The Department of Commerce released its final figure for first-quarter GDP growth this morning, revising it downward from 2.4% to 1.8%. In a Reuters poll, economists' estimates called for the figure to remain unchanged. Nearly all components of GDP growth were revised downward, with the notable exceptions of housing and government. Consumer spending -- the largest component of GDP -- came in at 2.6% growth, down from 3.4%.
Despite this news, investors in the U.S. stock market continue to shake off their macro jitters this morning, with the S&P 500 (INDEX: ^GSPC) and the narrower, price-weighted Dow Jones Industrial Average (INDEX: ^DJI) up 0.81% and 0.79%, respectively, at 10:05 a.m. EDT.
Fannie and Freddie: future uncertain
At the beginning of the month, I highlighted government mortgage agencies Federal National Mortgage Association (NASDAQOTCBB: FNMA) and Federal Home Loan Mortgage Corp. (NASDAQOTCBB: FMCC), commonly known as Fannie Mae and Freddie Mac. As the result of an extraordinary run this year, the stocks now have, to my knowledge, the highest market capitalization of any penny stocks in the U.S. market.
Unfortunately, a bipartisan group of senators is now presenting a bill to wind down both entities over a five-year period, which raises the possibility that equity owners could be wiped out. The bill would replace them with a Federal Mortgage Insurance Corporation, modeled on the Federal Deposit Insurance Corporation.
In aggregate, the two firms have received nearly $190 billion in taxpayer-funded injections in the wake of the credit crisis; the U.S. Treasury now owns roughly 80% of both companies. Fannie and Freddie are scheduled to repay $132 billion to the government at the end of the month.
At the beginning of June, fund manager Fairholme Capital Management, run by famed value investor Bruce Berkowitz, announced that it had acquired a $2.4 billion stake in the preferred shares of Fannie and Freddie (the preferred shares have also enjoyed a huge run-up in price, increasing more than 10 times in value from their 2012 low.) Fairholme has argued that the pair ought to be restructured, but not wound down, saying, "There are no substitutes."

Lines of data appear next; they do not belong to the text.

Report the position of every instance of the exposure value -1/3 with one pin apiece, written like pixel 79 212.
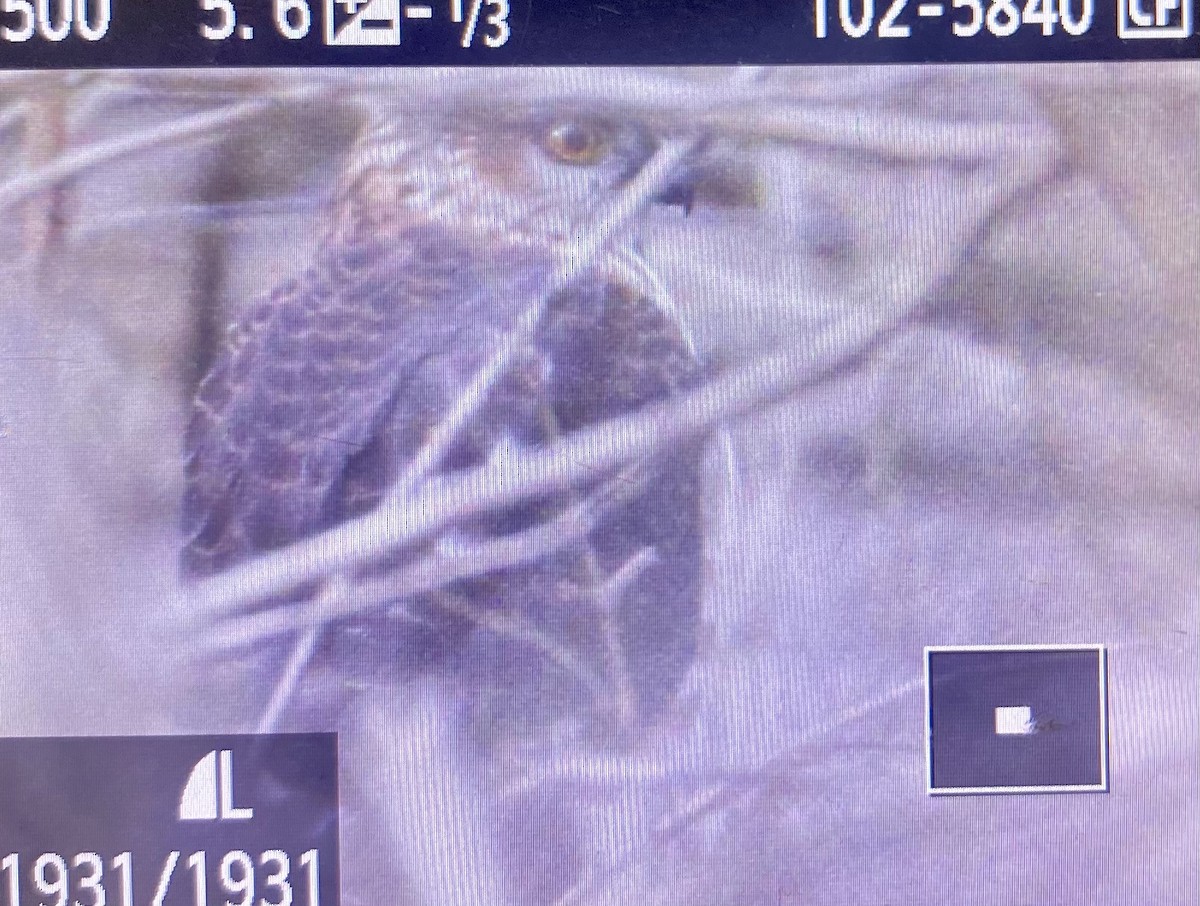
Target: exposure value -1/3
pixel 1000 18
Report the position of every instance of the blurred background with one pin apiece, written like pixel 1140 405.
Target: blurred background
pixel 1015 463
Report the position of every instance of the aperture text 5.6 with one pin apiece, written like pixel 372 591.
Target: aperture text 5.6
pixel 199 879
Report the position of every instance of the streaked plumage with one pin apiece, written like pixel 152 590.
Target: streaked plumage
pixel 331 383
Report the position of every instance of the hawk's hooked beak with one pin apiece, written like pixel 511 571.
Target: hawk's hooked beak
pixel 717 181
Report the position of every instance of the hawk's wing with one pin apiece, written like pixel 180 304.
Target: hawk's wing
pixel 311 378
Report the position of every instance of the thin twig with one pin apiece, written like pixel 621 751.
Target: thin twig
pixel 574 261
pixel 429 574
pixel 583 455
pixel 79 162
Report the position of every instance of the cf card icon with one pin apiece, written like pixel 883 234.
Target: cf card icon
pixel 361 23
pixel 1155 18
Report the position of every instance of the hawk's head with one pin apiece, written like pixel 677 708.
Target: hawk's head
pixel 529 178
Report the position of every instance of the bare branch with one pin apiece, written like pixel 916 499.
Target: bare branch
pixel 582 456
pixel 94 155
pixel 574 261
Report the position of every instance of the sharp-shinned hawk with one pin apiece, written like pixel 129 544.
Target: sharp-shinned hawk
pixel 329 387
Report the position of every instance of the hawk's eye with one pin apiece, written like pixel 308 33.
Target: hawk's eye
pixel 580 143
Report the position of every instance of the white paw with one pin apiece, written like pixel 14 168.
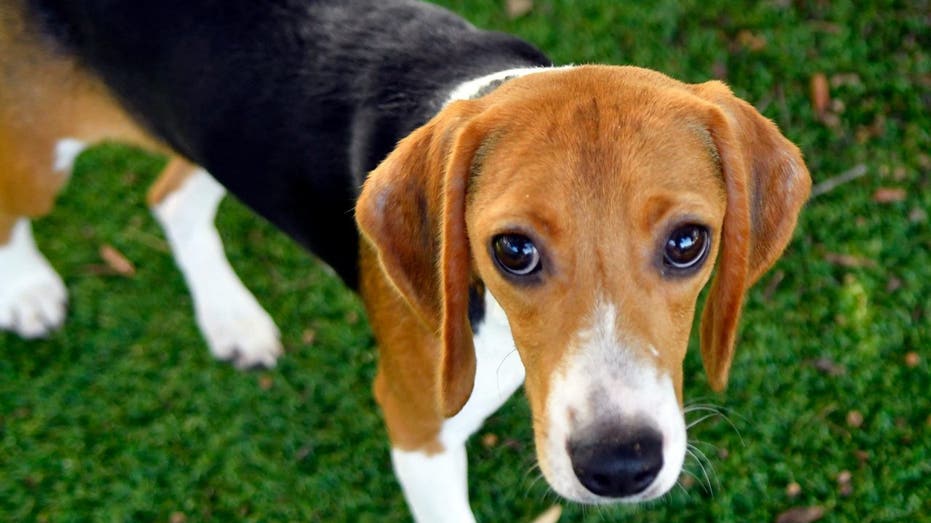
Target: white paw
pixel 238 330
pixel 33 299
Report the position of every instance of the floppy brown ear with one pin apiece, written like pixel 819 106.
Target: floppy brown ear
pixel 412 211
pixel 767 183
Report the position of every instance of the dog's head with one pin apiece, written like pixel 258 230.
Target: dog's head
pixel 594 204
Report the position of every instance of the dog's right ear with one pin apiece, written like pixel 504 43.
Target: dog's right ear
pixel 412 211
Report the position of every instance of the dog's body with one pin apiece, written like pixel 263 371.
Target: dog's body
pixel 571 214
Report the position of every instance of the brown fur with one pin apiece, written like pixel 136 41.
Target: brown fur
pixel 593 170
pixel 46 96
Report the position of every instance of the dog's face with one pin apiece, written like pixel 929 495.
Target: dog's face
pixel 594 204
pixel 595 233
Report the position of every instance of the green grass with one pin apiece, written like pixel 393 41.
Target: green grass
pixel 123 415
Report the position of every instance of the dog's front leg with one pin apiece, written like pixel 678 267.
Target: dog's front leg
pixel 433 475
pixel 235 326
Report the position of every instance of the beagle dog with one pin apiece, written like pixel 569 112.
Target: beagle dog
pixel 520 223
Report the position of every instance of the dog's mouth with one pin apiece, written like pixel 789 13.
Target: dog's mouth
pixel 614 457
pixel 613 429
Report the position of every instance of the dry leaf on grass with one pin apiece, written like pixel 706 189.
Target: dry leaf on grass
pixel 801 515
pixel 848 260
pixel 889 195
pixel 116 261
pixel 550 516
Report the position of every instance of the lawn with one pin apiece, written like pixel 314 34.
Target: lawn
pixel 123 415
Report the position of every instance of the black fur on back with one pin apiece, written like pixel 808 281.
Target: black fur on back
pixel 288 103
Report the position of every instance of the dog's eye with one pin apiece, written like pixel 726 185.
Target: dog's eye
pixel 516 254
pixel 686 247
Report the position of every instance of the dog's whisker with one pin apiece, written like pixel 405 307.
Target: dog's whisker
pixel 701 419
pixel 701 459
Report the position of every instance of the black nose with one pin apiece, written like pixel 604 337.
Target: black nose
pixel 617 463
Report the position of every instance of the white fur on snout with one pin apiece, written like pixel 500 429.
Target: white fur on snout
pixel 233 323
pixel 33 298
pixel 604 382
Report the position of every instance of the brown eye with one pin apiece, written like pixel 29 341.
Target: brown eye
pixel 686 247
pixel 516 254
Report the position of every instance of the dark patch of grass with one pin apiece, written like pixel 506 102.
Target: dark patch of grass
pixel 123 415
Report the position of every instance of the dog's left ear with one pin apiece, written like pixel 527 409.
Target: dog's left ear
pixel 767 183
pixel 412 211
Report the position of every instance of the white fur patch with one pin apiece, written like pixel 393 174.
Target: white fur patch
pixel 33 298
pixel 627 387
pixel 66 152
pixel 468 89
pixel 498 373
pixel 233 323
pixel 436 486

As enticing as eye-popping returns can be, I would advise individual investors to refrain from betting on the outcome of this saga. There may yet be value in the federal mortgage agencies, but understanding their balance sheets and handicapping the political process requires time and expertise that ought to make this idea an automatic nonstarter for most investors.